I'm 6'4" / 220lbs / 36" inseam. Existing bike is 26" SC Heckler (XL). I initially had issues with seat rails & seat post hardware failures due to sliding seat back in rail to get more cockpit room. Eventually bought Thompson 'setback' seatpost which allowed me to get the room I needed while keeping seat rails in 'sweetspot' of post clamp. Have ridden the hell out of this bike since...very fun and very reliable. Ride year round in New England singletrack so it's been put through it's paces in all conditions. I never felt the need for a 'bigger' frame.

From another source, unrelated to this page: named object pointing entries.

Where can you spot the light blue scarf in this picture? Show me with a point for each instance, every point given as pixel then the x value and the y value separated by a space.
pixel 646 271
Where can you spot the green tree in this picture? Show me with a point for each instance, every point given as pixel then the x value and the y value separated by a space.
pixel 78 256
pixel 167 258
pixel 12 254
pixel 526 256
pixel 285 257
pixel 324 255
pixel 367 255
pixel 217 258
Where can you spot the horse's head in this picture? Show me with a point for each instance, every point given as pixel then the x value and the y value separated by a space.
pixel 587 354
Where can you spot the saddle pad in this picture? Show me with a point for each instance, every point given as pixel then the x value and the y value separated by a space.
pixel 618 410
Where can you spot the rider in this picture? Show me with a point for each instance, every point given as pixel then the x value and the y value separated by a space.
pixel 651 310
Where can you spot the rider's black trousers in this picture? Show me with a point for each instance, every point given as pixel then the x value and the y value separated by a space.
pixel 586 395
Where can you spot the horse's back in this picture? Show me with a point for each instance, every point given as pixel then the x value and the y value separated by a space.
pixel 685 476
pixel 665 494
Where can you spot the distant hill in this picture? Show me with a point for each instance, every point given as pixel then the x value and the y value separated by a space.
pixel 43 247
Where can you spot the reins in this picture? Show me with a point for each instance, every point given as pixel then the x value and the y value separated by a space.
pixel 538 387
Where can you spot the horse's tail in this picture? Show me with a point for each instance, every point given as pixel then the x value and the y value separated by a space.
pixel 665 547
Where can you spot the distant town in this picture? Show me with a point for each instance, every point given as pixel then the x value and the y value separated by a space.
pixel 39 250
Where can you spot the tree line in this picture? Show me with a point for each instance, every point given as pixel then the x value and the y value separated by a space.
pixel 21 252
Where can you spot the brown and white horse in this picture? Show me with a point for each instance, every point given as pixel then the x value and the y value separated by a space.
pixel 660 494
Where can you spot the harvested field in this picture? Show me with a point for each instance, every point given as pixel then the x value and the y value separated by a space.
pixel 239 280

Just bought a 2018 Kona Process 153 AL/DL (27.5", XL frame). Was looking into SC Bronson and a couple of others but got a steal on this and pulled the trigger ($2300!). It showed up about Xmas time. I assembled and first impression was WOW...this is a BIG bike and built like a tank. Looks to be very well built and should hold up to a clyde pounding it through boney terrain. I can't close tailgate of my truck without kitty-cornering bike in truck bed. I've only had 2 COLD rides (<25 degF and 3" of snow on trails) before 12" snow dump hit us yesterday. Not ideal conditions but enough to confirm this thing is going to be awesome for my riding. The long/slack geo is way different than the 
Heckler but it provides more cockpit room and for a big bike it climbs very well. Puts power to the rear wheel effectively - on snowy single track 'granny' gear climbs I was able to control wheelspin (tubeless at 20psi). Kona claims the 2018 'Gen 2' Process is a better climber than the Gen 1 version (I never rode previous version). Coming from 3X9 I love the 1X12 Eagle drivetrain! 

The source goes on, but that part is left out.